During the Democratic primary campaign last summer, Baumann’s company did some work for former Democratic state Sen. Mike Johnston, a Vail native whose late father Paul was once the mayor of Vail. Mike Johnston wound up third in the primary behind Polis and former Colorado Treasurer Cary Kennedy, whom Polis recently named his senior advisor on fiscal policy.
Baumann said he knew back then that the environment would be a key issue for both Dems and independents.
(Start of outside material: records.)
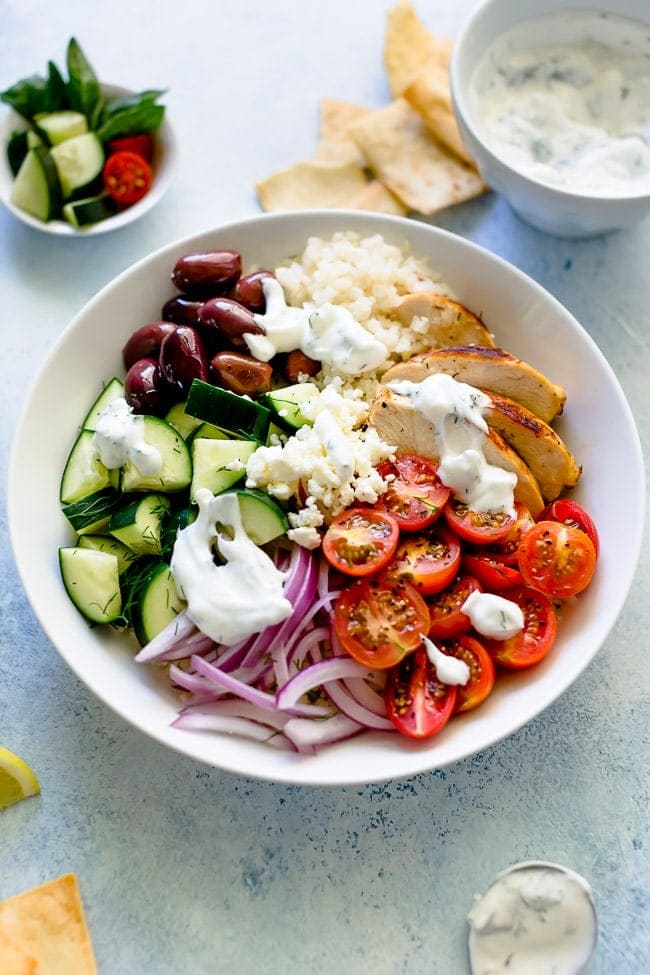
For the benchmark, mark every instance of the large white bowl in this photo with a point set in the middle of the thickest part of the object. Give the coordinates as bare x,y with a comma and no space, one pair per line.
553,209
163,167
526,320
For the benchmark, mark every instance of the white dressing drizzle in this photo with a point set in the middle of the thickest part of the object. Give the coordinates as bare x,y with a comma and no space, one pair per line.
493,616
455,410
328,333
449,670
119,437
536,919
227,602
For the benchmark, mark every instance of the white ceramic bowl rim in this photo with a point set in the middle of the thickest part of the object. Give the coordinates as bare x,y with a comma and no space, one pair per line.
504,295
460,85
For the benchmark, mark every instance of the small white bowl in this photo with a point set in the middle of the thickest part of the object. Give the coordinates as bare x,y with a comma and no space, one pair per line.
597,424
163,167
552,209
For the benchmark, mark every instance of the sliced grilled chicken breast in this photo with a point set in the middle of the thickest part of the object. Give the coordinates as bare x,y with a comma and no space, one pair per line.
490,369
449,322
552,464
400,424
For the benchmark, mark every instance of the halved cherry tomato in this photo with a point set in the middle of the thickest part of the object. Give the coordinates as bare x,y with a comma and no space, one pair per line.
379,621
127,177
557,559
361,541
417,703
530,645
416,495
141,144
493,576
569,512
447,621
429,561
479,527
481,667
507,550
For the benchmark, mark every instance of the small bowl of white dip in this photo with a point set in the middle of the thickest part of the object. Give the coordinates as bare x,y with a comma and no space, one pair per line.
554,105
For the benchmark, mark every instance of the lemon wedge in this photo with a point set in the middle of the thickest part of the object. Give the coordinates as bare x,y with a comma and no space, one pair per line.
17,781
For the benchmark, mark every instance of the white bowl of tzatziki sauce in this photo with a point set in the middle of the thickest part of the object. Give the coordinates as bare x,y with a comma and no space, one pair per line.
553,101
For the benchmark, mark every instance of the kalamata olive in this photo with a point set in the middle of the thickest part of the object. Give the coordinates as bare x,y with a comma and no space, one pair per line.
229,318
206,274
183,358
249,290
145,389
241,373
297,365
182,310
146,341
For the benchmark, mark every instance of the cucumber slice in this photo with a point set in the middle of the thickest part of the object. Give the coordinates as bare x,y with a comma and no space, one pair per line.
79,161
262,518
92,514
179,419
155,604
234,414
36,189
92,209
139,524
84,474
59,126
285,404
176,471
106,543
92,582
219,464
111,391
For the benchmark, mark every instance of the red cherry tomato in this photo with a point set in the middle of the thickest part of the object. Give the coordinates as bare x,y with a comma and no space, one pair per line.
570,513
140,144
481,668
530,645
429,561
557,559
416,495
378,621
507,550
479,527
417,703
447,621
361,541
127,177
493,576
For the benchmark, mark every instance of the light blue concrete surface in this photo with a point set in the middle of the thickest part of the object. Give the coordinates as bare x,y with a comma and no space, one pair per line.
184,869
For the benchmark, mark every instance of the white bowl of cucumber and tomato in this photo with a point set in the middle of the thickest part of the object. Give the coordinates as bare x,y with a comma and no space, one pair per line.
80,157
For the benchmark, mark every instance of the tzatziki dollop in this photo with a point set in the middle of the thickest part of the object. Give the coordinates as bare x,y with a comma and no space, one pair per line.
565,99
536,918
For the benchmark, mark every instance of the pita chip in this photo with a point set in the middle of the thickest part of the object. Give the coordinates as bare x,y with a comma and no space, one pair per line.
409,47
430,96
414,166
311,184
48,925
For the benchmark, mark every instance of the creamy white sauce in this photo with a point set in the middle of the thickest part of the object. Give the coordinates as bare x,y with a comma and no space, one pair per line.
328,333
449,670
455,410
228,601
536,919
565,98
493,616
119,438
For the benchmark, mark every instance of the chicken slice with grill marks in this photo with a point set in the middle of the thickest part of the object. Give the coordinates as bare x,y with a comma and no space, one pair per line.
491,369
450,323
397,422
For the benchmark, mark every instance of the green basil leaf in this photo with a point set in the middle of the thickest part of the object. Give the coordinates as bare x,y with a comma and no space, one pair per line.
145,117
83,87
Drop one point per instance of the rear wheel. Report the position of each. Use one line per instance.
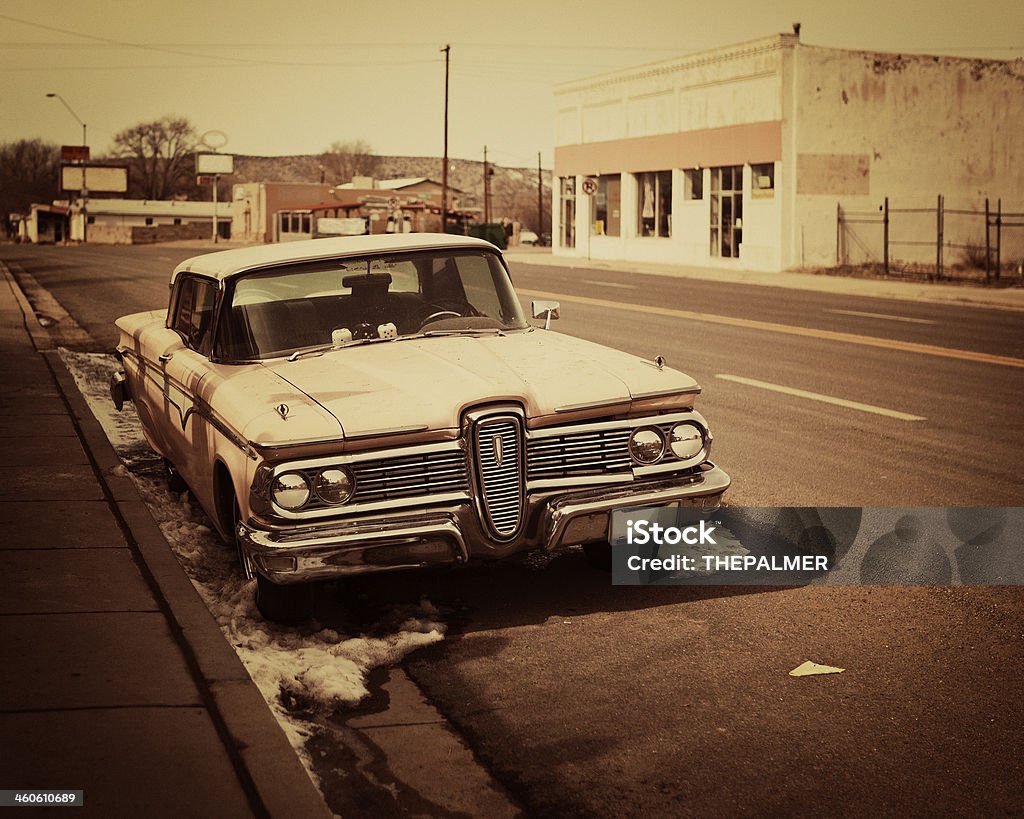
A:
(284, 604)
(276, 603)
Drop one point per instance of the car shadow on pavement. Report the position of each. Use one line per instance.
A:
(502, 595)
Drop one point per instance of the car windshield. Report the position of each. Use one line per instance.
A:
(282, 310)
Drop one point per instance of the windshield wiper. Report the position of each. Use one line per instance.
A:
(320, 349)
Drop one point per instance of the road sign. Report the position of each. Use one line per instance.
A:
(74, 153)
(215, 163)
(110, 178)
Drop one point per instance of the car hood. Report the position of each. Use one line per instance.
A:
(427, 383)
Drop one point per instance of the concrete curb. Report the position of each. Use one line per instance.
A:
(264, 761)
(963, 296)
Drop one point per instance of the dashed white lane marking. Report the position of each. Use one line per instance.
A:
(816, 396)
(619, 285)
(887, 316)
(773, 327)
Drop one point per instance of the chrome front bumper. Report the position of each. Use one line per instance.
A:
(451, 534)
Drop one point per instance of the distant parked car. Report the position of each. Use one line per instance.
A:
(369, 403)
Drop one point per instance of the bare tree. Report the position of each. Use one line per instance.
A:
(515, 197)
(30, 172)
(342, 161)
(160, 157)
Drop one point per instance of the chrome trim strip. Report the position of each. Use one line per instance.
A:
(589, 405)
(667, 393)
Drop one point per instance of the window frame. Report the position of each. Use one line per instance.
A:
(662, 205)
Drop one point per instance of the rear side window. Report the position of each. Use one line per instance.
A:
(194, 313)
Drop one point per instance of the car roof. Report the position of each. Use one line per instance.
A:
(225, 263)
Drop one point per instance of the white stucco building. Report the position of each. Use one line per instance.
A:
(738, 157)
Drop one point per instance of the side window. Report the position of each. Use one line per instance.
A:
(194, 313)
(182, 307)
(201, 329)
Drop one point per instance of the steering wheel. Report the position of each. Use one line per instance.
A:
(254, 296)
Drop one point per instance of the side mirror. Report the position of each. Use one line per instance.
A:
(546, 310)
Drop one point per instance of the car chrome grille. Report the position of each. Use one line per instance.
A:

“We actually rushed to get our 100 percent [renewable] by 2040 plan out six hours ahead of Jared’s because we thought it was so important to be the first one out there with [a plan],” Baumann said. “We knew that Mike believed it, but we also knew from the polling that it was such a winner, not only in the Democratic primary but amongst the general electorate too.”
Clearly, any candidate for any party looking to win in Colorado in the coming years needs to take the issues of climate change, environmental impacts and renewable energy seriously. For a deeper dive into what that means from a policy standpoint, here’s an excerpt from RealVail.com’s cover story on energy issues for Colorado Politics. Click here for the full story.
COVER STORY: Is the Polis energy plan do-able?
Both as a candidate and as Colorado’s new governor, Jared Polis pushed the goal of producing 100 percent of Colorado’s power from renewable sources by 2040.
That commitment, he said in his State of the State address Jan. 10, “is not just about climate change. It’s about saving money for consumers with cheaper energy, and it’s about making sure the good-paying green jobs of the future are created right here in Colorado.”
A week later, Polis issued an executive order aimed at putting more electric and zero-emission vehicles on the state’s roads. He created a working group involving state agencies to promote electric vehicles and called on automakers to sell more electric vehicles in the state each year.
“In the absence of national leadership, states like Colorado, along with local governments and private and public companies, are leading the way on climate,” Polis said at a news conference announcing his order.
But if Polis’ order on vehicles was the low-hanging fruit of his energy agenda, one possible next step – new state caps on carbon emissions – might just be forbidden fruit, say some GOP lawmakers and even members of the conservation community.
Others see a carbon-cap law as the next logical step to combat climate change in Colorado.
“Our top priority is nationally-leading climate policy like capping carbon pollution. We just don’t have time to waste, so that’s our top priority,” said Kelly Nordini, executive director of Conservation Colorado. “The state needs to put those carbon-reduction targets in law … to get in line with the science and be sure that we are doing our part to avoid the worst of the climate-change impacts.”
But Republican state Sen. Bob Rankin, who recently took over the fossil-fuel-rich Northwest Colorado seat previously held by Randy Baumgardner, warns against the economic pitfalls of moving too fast to phase out coal and natural gas.
Colorado, after all, is a state where the U.S. Energy Information Administration reports fossil fuels make up a combined 78.2 percent of the electricity mix. Wind and solar currently contribute a combined 18.28 percent of the state’s electricity.
“I believe that an overly aggressive, politically motivated and unrealistic plan for the complete phaseout of fossil fuels will be devastating to many of my constituents,” said the Carbondale Republican, who now represents coal and gas counties such as Moffat, Routt, Garfield and Rio Blanco.
“Is it possible to develop a convincing plan, with cost and time parameters, so that our hard-working miners and oil and gas industry folks could continue to have their own plans for security for their families? If the new governor wants to push this agenda, I’ll be asking for a realistic road map,” Rankin added. “Let’s see if such a plan is even achievable.”